Белебеевский инспектор народных училищ просит учителей сообщить, «сколько учеников требуют подкормки».
Боясь, как бы этот вопрос не вызвал напрасных ожиданий, инспектор спешит оговориться:
«Сведения эти нужны на тот случай, не будет ли изыскано каких-либо средств. Пока же ничего нет».
На этом документе красуется «ироническая» надпись:
«Секретно».
В никифаровской школе «подкормки» (выражение больше ветеринарное, чем педагогическое) требуют чуть ли не все.
С сентября голодные люди осаждают власть, требуя помощи. Ходят в «контор» (волостные правления), плачут там. Пишут приговоры. «Толкаются» к земскому.
Но в ответ им одно молчание.
Проект помощи был. Проект грандиозный, разработанный земским начальником.
Нужны дорога от Киргизмиак до Никифарова и элеватор. Дорога, действительно, нужна, но зачем элеватор? Кто строит элеваторы в 10-ти верстах от станции железной дороги, в местности, где ссыпка хлеба небольшая?
Проект одобрен уездным съездом и губернским присутствием. Осталось его осуществить. Но пришла зима, которой земский начальник, видимо, не ожидал в нынешнем году, и расстроила все дело. Какие работы зимой?..
...Налево, по нашему пути, у подножия холма, приютилась деревенька Некатамак.
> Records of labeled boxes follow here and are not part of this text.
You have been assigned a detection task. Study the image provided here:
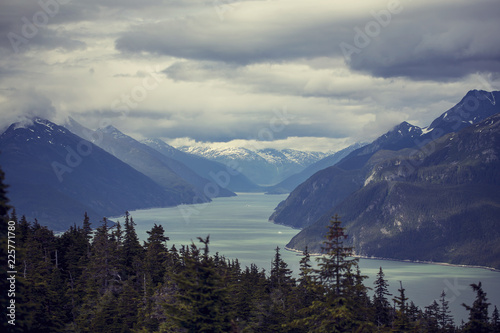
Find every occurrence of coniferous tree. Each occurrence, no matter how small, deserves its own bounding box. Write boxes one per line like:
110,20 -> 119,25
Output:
373,267 -> 391,327
393,281 -> 411,332
424,300 -> 440,333
462,282 -> 490,333
317,215 -> 358,296
122,212 -> 143,283
166,237 -> 231,333
491,305 -> 500,333
438,290 -> 454,332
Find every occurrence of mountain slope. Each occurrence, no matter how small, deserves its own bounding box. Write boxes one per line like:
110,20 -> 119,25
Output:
269,91 -> 500,228
267,143 -> 364,194
287,114 -> 500,268
179,147 -> 325,186
68,119 -> 235,204
142,139 -> 262,192
0,118 -> 182,230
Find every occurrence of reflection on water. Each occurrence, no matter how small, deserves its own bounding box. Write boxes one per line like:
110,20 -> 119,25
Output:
121,193 -> 500,322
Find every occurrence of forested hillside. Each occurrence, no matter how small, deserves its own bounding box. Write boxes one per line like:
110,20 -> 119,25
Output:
2,201 -> 500,333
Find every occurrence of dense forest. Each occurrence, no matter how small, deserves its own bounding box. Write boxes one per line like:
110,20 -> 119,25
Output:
0,170 -> 500,332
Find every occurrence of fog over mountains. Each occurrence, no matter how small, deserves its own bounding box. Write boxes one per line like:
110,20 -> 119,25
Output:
270,91 -> 500,268
0,90 -> 500,268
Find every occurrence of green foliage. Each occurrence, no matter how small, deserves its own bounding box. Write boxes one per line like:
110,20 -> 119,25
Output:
5,206 -> 500,333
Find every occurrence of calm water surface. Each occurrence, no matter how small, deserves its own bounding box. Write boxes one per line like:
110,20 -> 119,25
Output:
121,193 -> 500,322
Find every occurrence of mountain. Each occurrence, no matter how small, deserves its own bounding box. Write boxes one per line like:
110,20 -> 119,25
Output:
67,119 -> 235,204
179,146 -> 326,186
267,143 -> 365,194
269,90 -> 500,228
0,118 -> 184,230
141,139 -> 262,192
287,114 -> 500,269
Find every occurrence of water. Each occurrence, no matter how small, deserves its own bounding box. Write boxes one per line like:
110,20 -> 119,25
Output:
121,193 -> 500,323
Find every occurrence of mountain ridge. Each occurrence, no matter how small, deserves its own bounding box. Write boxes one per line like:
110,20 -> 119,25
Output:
287,114 -> 500,269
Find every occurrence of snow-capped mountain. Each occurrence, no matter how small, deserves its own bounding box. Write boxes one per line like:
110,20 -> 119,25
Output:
178,146 -> 327,185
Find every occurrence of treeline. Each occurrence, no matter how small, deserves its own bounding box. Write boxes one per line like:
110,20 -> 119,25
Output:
0,211 -> 500,332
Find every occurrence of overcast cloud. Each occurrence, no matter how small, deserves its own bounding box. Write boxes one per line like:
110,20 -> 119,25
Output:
0,0 -> 500,151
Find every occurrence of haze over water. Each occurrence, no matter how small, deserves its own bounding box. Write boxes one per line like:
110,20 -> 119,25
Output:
125,193 -> 500,323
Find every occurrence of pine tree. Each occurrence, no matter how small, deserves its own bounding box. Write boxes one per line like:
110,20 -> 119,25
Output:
122,212 -> 143,278
393,281 -> 411,332
462,282 -> 490,333
165,237 -> 231,333
373,267 -> 391,327
438,290 -> 454,332
144,224 -> 170,287
491,305 -> 500,333
317,215 -> 359,296
424,300 -> 440,332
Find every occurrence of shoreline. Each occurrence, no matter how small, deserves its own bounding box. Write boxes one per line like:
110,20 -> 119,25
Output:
285,246 -> 500,273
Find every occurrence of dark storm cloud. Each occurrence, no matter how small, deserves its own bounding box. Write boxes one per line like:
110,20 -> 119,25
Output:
348,0 -> 500,81
116,0 -> 500,81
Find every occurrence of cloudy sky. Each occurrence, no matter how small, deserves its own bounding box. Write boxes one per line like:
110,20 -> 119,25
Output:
0,0 -> 500,151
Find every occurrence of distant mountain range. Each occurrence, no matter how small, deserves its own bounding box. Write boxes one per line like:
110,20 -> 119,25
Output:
179,146 -> 328,185
270,90 -> 500,268
142,139 -> 263,192
0,118 -> 261,231
0,118 -> 180,230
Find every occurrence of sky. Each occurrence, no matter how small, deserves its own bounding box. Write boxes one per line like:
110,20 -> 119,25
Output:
0,0 -> 500,152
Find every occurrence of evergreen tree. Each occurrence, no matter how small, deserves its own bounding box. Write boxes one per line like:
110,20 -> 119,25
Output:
393,281 -> 411,332
166,237 -> 231,333
462,282 -> 490,333
144,224 -> 170,287
491,305 -> 500,333
424,300 -> 440,333
373,267 -> 391,327
317,215 -> 358,296
122,212 -> 143,278
438,290 -> 454,332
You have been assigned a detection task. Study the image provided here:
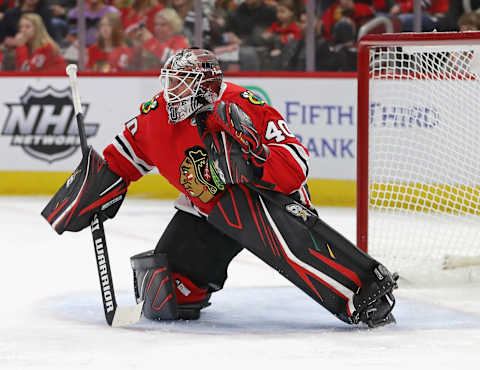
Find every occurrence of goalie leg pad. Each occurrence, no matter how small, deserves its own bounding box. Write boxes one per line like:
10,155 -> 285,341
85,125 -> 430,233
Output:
208,185 -> 396,326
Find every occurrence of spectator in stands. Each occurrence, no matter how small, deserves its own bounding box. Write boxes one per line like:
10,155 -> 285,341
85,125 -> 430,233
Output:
15,13 -> 66,73
436,0 -> 480,31
0,0 -> 54,44
458,12 -> 480,32
49,0 -> 77,44
87,12 -> 134,73
132,8 -> 189,71
0,0 -> 15,21
321,0 -> 375,40
169,0 -> 219,49
389,0 -> 449,32
67,0 -> 119,46
263,0 -> 303,70
216,0 -> 277,71
122,0 -> 163,35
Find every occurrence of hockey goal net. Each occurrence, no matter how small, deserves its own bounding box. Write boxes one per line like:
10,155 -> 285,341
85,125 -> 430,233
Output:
357,32 -> 480,282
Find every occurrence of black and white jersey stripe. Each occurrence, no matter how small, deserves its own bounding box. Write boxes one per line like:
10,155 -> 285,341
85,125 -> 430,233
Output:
268,143 -> 309,177
113,133 -> 154,176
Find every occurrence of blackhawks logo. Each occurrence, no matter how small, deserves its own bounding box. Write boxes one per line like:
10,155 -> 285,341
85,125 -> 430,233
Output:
180,146 -> 224,203
1,86 -> 99,163
240,90 -> 265,105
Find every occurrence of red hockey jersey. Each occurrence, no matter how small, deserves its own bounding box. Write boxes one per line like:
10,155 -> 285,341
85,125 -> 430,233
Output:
104,83 -> 310,214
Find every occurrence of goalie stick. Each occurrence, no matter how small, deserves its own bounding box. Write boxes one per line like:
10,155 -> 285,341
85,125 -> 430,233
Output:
66,64 -> 143,327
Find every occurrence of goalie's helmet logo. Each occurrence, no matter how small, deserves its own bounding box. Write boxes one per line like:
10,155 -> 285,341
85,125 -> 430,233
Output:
1,86 -> 99,163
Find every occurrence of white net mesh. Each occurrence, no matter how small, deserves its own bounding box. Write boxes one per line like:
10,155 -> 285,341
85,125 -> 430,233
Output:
368,45 -> 480,282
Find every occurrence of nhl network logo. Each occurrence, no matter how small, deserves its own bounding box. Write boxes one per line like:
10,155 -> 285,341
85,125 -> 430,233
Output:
1,86 -> 99,163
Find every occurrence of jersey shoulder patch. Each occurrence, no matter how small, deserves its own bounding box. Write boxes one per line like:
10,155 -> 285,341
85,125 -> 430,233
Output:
140,95 -> 159,114
240,90 -> 265,105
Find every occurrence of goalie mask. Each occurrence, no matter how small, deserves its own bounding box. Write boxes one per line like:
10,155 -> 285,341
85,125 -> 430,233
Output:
160,49 -> 223,123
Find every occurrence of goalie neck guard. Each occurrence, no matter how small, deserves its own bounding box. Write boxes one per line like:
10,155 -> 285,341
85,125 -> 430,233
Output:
160,49 -> 223,123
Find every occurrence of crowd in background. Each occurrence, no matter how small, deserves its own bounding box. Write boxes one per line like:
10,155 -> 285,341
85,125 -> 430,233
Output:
0,0 -> 480,73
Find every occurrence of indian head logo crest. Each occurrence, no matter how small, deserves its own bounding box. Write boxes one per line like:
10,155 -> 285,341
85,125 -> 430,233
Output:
180,146 -> 224,203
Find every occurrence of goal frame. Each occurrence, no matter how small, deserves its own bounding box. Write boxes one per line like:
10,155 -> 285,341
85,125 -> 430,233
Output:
357,32 -> 480,252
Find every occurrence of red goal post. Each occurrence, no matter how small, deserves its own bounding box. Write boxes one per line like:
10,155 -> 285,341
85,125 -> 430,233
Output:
357,32 -> 480,278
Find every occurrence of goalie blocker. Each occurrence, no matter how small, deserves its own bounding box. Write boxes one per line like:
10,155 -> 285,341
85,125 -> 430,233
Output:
42,147 -> 127,234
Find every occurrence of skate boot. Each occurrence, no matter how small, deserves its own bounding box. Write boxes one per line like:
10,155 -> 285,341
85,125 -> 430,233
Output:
352,265 -> 398,328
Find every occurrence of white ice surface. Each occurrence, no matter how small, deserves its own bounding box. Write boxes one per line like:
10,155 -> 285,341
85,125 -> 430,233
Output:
0,197 -> 480,370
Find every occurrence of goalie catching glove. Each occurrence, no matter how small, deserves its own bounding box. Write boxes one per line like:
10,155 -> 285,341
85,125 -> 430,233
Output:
42,147 -> 127,234
195,101 -> 270,184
— Больно бедна, — сообщает ямщик…
У 100 дворов нет своего хлеба. Десятки семей «на границе».
— Каждой семье нужна лошадь в месяц, — определяет продовольственную помощь один татарин.
Лошадь стоить теперь 8—10 руб. На эти деньги семья может кое-как просуществовать месяц.
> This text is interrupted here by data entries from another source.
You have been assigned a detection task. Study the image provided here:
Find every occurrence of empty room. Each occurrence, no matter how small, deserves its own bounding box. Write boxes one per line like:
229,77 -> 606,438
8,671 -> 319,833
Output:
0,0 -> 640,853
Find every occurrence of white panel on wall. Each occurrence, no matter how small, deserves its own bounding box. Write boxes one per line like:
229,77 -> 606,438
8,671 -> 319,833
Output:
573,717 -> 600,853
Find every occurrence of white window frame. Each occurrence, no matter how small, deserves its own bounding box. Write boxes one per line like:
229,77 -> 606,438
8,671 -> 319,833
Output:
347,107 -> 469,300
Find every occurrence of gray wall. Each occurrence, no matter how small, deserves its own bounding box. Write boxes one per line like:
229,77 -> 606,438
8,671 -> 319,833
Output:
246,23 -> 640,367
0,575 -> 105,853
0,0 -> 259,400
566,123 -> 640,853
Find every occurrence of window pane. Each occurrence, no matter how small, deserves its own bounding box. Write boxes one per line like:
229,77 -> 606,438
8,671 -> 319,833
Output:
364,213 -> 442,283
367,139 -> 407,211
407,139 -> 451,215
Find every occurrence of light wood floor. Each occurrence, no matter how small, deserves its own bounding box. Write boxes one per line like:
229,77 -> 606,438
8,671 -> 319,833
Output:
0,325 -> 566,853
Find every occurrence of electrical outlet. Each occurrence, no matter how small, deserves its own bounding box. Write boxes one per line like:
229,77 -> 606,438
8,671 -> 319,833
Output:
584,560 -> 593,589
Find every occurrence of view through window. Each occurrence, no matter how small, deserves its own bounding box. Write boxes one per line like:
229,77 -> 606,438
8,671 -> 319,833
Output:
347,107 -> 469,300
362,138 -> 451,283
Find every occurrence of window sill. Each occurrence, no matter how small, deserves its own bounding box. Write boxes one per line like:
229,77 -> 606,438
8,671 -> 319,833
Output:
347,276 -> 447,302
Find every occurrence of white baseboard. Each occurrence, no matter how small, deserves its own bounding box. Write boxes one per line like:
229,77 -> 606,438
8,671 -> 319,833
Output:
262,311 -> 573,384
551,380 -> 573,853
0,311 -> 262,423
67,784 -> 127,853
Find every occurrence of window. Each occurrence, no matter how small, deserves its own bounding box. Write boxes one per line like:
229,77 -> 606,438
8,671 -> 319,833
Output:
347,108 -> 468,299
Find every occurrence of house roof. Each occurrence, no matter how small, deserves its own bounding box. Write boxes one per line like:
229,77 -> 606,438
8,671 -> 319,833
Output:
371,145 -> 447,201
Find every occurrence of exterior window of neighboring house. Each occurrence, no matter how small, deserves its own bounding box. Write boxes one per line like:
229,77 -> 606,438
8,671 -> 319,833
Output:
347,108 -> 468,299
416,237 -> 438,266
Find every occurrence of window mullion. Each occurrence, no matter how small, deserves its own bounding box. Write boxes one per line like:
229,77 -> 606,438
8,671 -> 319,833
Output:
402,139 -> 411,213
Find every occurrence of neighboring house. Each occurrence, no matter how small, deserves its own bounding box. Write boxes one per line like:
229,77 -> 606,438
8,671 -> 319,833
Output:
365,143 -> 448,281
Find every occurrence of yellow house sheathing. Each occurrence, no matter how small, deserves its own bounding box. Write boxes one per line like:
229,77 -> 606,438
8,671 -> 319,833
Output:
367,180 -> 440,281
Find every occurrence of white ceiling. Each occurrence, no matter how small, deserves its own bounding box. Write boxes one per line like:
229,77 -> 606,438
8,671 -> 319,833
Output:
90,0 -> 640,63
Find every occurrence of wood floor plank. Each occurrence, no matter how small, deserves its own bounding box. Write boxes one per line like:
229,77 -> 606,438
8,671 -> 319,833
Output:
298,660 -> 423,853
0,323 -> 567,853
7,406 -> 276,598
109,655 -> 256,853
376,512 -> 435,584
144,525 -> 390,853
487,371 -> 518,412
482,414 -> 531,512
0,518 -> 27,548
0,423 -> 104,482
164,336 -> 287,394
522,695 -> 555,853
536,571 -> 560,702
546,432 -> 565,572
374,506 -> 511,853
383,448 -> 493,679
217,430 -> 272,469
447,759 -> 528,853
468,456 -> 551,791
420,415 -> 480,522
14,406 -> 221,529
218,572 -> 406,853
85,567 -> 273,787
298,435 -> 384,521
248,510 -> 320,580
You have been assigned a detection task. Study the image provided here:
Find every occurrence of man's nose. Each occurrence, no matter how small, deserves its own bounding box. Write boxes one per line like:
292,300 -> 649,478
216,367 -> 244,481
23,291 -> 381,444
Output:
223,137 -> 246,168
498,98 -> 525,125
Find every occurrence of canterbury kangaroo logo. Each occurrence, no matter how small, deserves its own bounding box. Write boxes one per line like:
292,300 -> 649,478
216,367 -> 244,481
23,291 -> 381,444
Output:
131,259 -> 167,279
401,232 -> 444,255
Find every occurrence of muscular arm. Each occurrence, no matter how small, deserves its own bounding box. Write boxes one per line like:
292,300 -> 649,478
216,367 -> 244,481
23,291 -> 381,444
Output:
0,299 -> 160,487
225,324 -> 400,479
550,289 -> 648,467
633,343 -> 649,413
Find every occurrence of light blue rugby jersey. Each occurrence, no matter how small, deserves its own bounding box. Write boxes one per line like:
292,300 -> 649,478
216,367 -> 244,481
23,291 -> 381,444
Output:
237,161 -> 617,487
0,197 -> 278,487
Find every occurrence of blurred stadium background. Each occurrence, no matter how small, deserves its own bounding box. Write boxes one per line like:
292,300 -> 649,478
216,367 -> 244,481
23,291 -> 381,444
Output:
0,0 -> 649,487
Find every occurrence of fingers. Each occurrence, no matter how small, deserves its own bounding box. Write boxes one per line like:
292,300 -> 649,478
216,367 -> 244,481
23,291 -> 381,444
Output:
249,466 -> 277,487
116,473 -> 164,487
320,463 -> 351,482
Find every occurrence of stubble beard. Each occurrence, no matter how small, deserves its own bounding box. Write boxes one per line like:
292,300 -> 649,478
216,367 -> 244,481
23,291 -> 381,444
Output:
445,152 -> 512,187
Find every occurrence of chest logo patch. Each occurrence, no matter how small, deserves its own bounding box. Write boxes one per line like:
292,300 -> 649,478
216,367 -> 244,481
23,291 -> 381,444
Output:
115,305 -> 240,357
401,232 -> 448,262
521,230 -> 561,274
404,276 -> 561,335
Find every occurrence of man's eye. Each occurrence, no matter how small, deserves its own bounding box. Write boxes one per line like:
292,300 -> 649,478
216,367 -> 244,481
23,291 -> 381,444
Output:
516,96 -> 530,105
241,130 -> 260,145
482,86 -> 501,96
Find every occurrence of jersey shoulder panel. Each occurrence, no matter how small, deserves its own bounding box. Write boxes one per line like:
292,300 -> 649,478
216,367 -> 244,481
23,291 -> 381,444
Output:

— Но лошадей-то у нас было не 8, а по одной, много по две.
В одной избе затоплена печка. Тепло. Но есть нечего. «Сам» лежит — мочи нет: живот неделю болит и голова. Жена смотрит на огонь. Вошел с плачем оборванный мальчик с сумкой — это сын. Он только что из школы. Руки красные от мороза.
— Ашать хочу...
— Что ел ныне? — спрашиваю.
— Две картошки дали в школе богатые.
На двух картошках он просуществовал до 5-ти час. вечера.
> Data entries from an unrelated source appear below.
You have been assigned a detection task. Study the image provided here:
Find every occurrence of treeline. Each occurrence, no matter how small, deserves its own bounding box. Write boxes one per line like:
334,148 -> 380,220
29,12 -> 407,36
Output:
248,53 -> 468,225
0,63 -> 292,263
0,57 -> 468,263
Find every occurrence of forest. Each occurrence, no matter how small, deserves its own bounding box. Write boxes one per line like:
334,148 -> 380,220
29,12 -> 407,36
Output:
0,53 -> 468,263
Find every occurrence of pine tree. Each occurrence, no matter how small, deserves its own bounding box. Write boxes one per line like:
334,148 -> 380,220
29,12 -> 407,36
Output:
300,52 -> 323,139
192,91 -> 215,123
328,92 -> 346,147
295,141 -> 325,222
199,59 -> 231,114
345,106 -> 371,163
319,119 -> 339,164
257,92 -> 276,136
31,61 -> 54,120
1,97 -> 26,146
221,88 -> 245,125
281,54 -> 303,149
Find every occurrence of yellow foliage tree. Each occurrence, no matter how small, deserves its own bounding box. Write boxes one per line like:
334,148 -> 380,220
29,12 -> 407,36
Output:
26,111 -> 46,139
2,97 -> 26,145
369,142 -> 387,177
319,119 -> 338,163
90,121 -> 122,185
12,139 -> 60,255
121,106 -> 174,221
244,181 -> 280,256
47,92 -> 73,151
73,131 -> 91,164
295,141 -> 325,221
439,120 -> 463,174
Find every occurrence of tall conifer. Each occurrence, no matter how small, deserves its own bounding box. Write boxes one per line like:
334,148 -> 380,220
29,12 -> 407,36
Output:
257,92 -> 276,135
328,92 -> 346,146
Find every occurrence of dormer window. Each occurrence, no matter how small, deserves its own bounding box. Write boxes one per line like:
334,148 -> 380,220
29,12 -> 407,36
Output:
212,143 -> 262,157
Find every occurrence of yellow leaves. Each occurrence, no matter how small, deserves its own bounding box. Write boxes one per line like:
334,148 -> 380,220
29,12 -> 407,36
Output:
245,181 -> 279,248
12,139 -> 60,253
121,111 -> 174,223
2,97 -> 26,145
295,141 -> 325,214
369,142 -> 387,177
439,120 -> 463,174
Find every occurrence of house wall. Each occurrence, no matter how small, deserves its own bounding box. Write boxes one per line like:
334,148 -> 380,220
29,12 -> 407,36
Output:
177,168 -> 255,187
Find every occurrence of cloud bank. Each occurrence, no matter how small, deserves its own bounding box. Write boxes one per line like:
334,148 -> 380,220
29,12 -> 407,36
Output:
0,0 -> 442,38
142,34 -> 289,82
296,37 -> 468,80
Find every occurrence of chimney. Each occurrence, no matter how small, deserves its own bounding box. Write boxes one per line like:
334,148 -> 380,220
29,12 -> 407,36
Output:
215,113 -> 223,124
Около 20-ти домов уже продали по полдуши — 3 1/2 десятины. Цена голодная:
— 50 рублей.
Десятина, значит, рублей 17.
Один лежит с опухшим лицом, другой не может встать от слабости.
…
Здешние чуваши — народ хозяйственно крепкий. Но и их разорил неурожай.
— «Ни зерна не собрали».
Иные пустили в «хлеб» скотину, находя бесполезным жать; другие сжали, но отдали скотине, не молотя. Где молотили, собрали 1—2 пуда с десятины плохого зерна.
Запасы от старых годов имелись в каждой деревне только у 2-3-х мужиков. Остальные еще с августа начали голодать и продавать скотину. Сейчас некоторые едят один картофель, а хлеб видят нечасто.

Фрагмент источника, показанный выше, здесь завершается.